DUILIO GOMES
‘Manas’: a água que afoga o silêncio
CRÍTICA: Filme de Marianna Brennand transforma cotidiano do Marajó em denúncia social e política


“Manas” nasce de uma geografia que aprisiona. Não apenas pelo mapa, mas pela lógica de um Brasil onde o Estado falha antes mesmo de chegar. Nas margens de Marajó, o filme constrói uma claustrofobia líquida: são as águas do rio que cercam e sufocam; são as necessidades básicas submersas num IDH de miséria; é o silêncio ribeirinho transformado em método de sobrevivência. Marianna Brennand filma essa asfixia sem pressa, mas com precisão, transformando cada remoada, cada travessia e cada muro de água numa metáfora do enclausuramento social que condena meninas ao destino que não escolheram.
Marcielle, interpretada por Jamilli Correa, sustenta o eixo emocional do filme com uma economia quase mineral. Seu rosto raramente sorri; sua expressão, sempre em suspenso, denuncia a vida que não se move. Há algo de João Cabral nesse olhar: uma secura que queima mais do que mostra. A violência nunca é explícita, porque o que importa aqui não é o ato, mas o mundo que o produz. Esse cuidado ético, assumido pela diretora, retira o espetáculo do trauma e o devolve à sua dimensão humana e política.
No universo de “Manas”, a violência é um rio subterrâneo que corre entre casas frágeis, igrejas que pregam resignação e instituições que chegam tarde demais. A submissão torna-se doutrina: introjetada pela religião, naturalizada pela pobreza, garantida pela omissão. As mulheres de Marajó carregam essa cruz estrutural. A mãe, Danielle, é o rosto mais duro desse ciclo: conivente não por maldade, mas por construção. Brennand escolhe mostrar como o trauma rearranja afetos e percepções, criando mulheres que confundem o agressor com o provedor, o cárcere com abrigo.
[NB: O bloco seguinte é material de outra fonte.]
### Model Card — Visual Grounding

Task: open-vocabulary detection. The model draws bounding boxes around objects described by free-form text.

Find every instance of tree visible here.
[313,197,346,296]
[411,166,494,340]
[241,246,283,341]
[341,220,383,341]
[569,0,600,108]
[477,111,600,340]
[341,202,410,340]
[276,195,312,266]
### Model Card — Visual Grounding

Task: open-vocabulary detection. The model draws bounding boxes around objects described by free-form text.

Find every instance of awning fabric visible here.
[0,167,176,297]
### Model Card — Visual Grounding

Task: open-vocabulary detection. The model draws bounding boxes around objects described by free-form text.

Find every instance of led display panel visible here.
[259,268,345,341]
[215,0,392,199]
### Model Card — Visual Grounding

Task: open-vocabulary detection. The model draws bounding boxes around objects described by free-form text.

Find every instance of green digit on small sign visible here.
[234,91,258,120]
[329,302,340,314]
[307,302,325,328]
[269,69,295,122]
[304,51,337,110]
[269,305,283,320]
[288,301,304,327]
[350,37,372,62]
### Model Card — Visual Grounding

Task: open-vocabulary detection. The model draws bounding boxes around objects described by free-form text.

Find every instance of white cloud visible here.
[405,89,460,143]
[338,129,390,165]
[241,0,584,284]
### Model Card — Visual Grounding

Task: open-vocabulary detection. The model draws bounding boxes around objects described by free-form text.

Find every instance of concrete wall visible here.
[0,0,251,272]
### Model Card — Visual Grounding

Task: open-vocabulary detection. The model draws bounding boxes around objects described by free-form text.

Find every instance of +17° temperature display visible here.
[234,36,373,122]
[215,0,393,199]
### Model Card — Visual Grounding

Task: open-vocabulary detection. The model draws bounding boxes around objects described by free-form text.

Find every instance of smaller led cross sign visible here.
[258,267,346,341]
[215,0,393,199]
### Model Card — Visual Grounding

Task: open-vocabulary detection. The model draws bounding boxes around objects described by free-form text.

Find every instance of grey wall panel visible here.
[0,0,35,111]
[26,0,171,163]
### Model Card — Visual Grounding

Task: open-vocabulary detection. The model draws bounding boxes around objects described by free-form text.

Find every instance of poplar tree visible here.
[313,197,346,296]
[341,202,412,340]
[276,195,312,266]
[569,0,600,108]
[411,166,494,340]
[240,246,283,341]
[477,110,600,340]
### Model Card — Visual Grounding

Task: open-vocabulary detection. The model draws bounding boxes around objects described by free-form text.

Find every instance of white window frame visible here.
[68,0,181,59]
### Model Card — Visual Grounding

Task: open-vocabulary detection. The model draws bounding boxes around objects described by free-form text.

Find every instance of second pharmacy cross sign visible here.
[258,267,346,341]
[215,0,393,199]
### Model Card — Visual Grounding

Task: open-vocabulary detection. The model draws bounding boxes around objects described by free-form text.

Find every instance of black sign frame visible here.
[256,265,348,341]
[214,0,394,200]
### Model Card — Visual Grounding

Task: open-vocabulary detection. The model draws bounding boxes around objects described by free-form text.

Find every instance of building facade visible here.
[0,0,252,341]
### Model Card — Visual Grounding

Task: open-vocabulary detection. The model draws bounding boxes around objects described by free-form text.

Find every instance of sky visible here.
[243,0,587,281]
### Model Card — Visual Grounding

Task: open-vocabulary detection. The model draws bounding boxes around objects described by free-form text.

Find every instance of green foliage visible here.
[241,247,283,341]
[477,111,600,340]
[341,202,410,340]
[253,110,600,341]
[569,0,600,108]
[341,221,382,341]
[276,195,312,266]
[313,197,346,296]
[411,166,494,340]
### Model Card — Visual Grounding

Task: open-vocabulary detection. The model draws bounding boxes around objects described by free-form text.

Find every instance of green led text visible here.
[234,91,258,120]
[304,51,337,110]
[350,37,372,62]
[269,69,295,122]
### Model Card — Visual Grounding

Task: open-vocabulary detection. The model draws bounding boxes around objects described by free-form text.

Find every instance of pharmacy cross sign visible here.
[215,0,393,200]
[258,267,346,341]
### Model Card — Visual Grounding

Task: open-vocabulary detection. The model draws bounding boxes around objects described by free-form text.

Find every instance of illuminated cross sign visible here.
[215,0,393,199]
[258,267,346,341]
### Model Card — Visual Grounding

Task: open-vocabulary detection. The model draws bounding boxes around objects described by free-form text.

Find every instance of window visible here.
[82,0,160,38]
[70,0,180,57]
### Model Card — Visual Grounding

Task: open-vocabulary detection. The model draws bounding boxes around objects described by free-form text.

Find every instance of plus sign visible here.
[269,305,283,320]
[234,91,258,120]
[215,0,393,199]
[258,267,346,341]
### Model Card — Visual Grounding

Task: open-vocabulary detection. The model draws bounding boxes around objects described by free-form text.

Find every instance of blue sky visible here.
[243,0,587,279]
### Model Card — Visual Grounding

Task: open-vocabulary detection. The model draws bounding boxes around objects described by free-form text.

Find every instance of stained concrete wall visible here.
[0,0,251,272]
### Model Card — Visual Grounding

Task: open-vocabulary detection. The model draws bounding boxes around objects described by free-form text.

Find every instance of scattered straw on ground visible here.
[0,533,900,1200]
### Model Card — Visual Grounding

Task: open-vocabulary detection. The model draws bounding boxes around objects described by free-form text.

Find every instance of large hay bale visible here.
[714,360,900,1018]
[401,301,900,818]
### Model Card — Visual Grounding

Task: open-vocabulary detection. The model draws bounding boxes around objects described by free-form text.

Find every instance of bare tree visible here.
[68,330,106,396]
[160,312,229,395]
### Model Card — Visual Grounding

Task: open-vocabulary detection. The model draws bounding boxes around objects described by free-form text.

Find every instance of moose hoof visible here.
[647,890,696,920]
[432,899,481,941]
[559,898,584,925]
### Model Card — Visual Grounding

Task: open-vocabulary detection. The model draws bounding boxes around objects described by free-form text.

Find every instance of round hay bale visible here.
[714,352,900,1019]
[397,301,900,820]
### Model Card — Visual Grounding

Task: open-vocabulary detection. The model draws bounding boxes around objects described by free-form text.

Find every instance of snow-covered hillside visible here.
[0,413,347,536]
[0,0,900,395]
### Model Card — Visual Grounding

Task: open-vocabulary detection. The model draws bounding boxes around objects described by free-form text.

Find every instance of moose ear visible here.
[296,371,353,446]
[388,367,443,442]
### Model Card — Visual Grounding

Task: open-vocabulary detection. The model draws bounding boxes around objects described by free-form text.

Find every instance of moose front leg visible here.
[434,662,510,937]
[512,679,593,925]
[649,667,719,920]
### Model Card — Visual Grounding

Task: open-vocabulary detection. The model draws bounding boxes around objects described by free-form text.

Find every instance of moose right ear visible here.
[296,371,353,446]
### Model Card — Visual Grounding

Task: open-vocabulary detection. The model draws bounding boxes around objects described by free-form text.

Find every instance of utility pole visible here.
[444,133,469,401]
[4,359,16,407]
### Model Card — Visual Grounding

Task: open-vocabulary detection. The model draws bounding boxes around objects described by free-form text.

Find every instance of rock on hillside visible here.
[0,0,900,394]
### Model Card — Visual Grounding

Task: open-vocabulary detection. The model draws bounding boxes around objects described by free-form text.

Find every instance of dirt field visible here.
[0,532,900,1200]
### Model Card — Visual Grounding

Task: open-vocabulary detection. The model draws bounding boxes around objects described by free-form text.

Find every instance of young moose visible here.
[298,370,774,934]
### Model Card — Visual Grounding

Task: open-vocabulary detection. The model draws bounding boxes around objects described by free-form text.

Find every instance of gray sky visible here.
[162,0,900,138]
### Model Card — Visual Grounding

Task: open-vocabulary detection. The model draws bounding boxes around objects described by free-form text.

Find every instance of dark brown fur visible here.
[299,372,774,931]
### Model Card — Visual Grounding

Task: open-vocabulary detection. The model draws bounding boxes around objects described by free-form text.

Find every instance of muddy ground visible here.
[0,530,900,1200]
“Manas” denuncia como quem abre lentamente uma porta para revelar o inevitável. Nada é teatral; tudo é firme. A câmera observa. O roteiro avança como uma verdade que se impõe. Não há música que alivie, nem discurso que explique. Há apenas a força do cotidiano e a mecânica do abuso reproduzida com rigor.
O desfecho é uma navalha. Não pela violência, mas pelo diagnóstico. Quando a protagonista age, o gesto é menos vingança e mais resposta histórica. A salva de palmas registrada nos festivais não é pelo ato, mas pelo acúmulo de injustiça que ele simboliza.
A película entende que há algo de profundamente político no desejo de romper o ciclo, mesmo quando o Estado fracassou em fazê-lo. A cena final não propõe solução. Abre ferida. Expõe uma sociedade que empurra meninas para a beira do abismo e depois as culpa por saltarem.

“Manas” é cinema de realismo que não precisa gritar, porque carrega um país inteiro na voz embargada de uma menina. É obra que olha para a Amazônia sem exotismo, mas com urgência. É denúncia que se sustenta no que não mostra, naquilo que a sociedade insiste em varrer para debaixo das águas. Um filme que, tal como o rio que o inspira, corre por baixo, arrastando tudo o que encontra: silêncio, culpa, violência, ausência.
No fim, o que permanece é a certeza incômoda: a verdadeira claustrofobia não vem das águas, mas daquilo que permitimos que cresça dentro de nossas casas.
Onde assistir: Telecine e demais streamings com opção de locação.